Will biometrics make way for a passwordless future?

Sarah Munro, Head of Biometrics at Onfido, spoke to Technology magazine about the future of passwords and tackling employee security

Can you tell me about Onfido? 

At Onfido, we’re simplifying identity for everyone making it easy for people to access services by digitally proving a person’s real identity. Our AI-based technology assesses whether a user’s government-issued ID is genuine or fraudulent, and then compares it against their facial biometrics ensuring the person is present. That’s how we give companies the assurance they need to onboard customers remotely and securely without compromising experience, conversion, or security.

Onfido’s Real Identity Platform makes it easy for businesses to tailor verification methods to individual user and market needs. The platform strips away complexity by offering a curated library of identity verification services, including our award-winning document and biometric solutions, trusted global data sources, and fraud detection signals.

What is your role and responsibilities at the company? 

As Senior Director of Biometric Product, my focus is on digital identity and biometrics strategy, developing and innovating solutions and leading a team of specialists to better connect businesses and customers remotely. Another focus of mine is assuring that our biometrics products work for everyone, that means having a very strong focus on bias reduction and building accessible user experience.. Onfido’s AI technology is trained on diverse datasets and tested to ensure it performs the same for everyone. The anti-bias capabilities mean identity verification is fair, fast, and accurate. 

Do you think passwords are out of date? If so, what is the new way forward? 

It’s telling that on World Password Day this year, Apple, Google and Microsoft announced that they will soon implement passwordless sign-in on all major platforms. At Onfido, we too predict a passwordless future. In and amongst the frustrations over creating, changing and remembering passwords (with the average person having 100 passwords), we often overlook the significant security risk they pose. In fact, as many as 81% of company breaches in 2020 can be traced back to weak or stolen passwords.

Today, most passwords remain simple, with 23 million account holders using “123456”, while one in five still readapts a single-core password to meet different password strength requirements. Not only does this mean that password authentication can be easily breached, it leaves those who reuse passwords across multiple online accounts particularly vulnerable.

Despite the clear risks, passwords remain the de facto standard for user access and authentication for online applications. But businesses should recognise the weakness and pursue more effective ways to protect their customers’ online accounts and their business. For instance, combining identity document checks and biometrics can remove the need for passwords altogether, while increasing the level of security and enhancing the overall experience. According to our data, 70% of consumers already report that they would be open to using biometrics to authenticate themselves instead of a password.
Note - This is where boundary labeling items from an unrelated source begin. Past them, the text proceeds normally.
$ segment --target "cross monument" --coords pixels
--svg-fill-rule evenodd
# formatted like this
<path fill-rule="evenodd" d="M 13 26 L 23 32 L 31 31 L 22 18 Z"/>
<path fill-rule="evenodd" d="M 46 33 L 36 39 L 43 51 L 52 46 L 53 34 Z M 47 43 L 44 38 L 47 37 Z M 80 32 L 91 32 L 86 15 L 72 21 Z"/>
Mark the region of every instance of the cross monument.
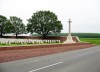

How important is it for businesses to make sure their employees are following the right security measures?

The Covid-19 pandemic forced businesses to shift their services online and adopt remote and hybrid working policies. And fraudsters have moved their business online too. There’s been a 44% increase in identity fraud since 2019. Now more than ever, it is vital that employees are following the right security measures. Using insecure networks, reusing and sharing passwords, or falling victim to scams are some common ways in which employees compromise an organisation’s IT system. These gaps in security measures can result in employees’ and customers’ data being compromised.

To increase security with a hybrid or remote workforce, it's vital that organisations implement a strong user authentication for accessing corporate networks or services with sensitive information. Passwords alone aren’t sufficient but a two-factor authentication which can include a personal pin, security question, a physical item, such as a smartphone, or biometrics, can help mitigate some of the risks of a password-only approach.

What do you see as being one of the top emerging cyber trends this year?

In 2021, we saw a 57% increase in sophisticated fraud, with the fraudulent documents from these more organised groups being much harder to detect. Typically, the tell-tale signs are much less apparent and require sophisticated document analysis software to detect, such as imitated security features, incorrect fonts, or the wrong photo printing technique.   

This spike in sophisticated fraud appears to be here to stay. Criminal gangs and fraud rings are most commonly behind these types of attacks, and a higher volume of attempts – perhaps enhanced by automation – means a higher chance of success. To combat this, businesses need to have robust authentication methods in place. For high value accounts or services, organisations should consider how they will prove the liveness of the individual signing-up or signing in. For example, integrating videos in the verification process shows the attempt is being carried out by a ‘present’ human. 

What can we expect from Onfido in 2022?

If 2021 proved anything, it’s that fraud isn’t going away and, as previously discussed, the tactics that fraud rings are applying are becoming more and more sophisticated. That’s why we have just released major improvements to our Real Identity Platform – both to its performance in detecting fraud and in simplifying the process of building verification workflows.

Just because the fraud risk is getting more complex, we know that we can’t overcomplicate the verification process for our customers - and especially not for their customers! With these platform updates we are making it even simpler for our customers to create tailored verification processes that remain low friction for the end-user.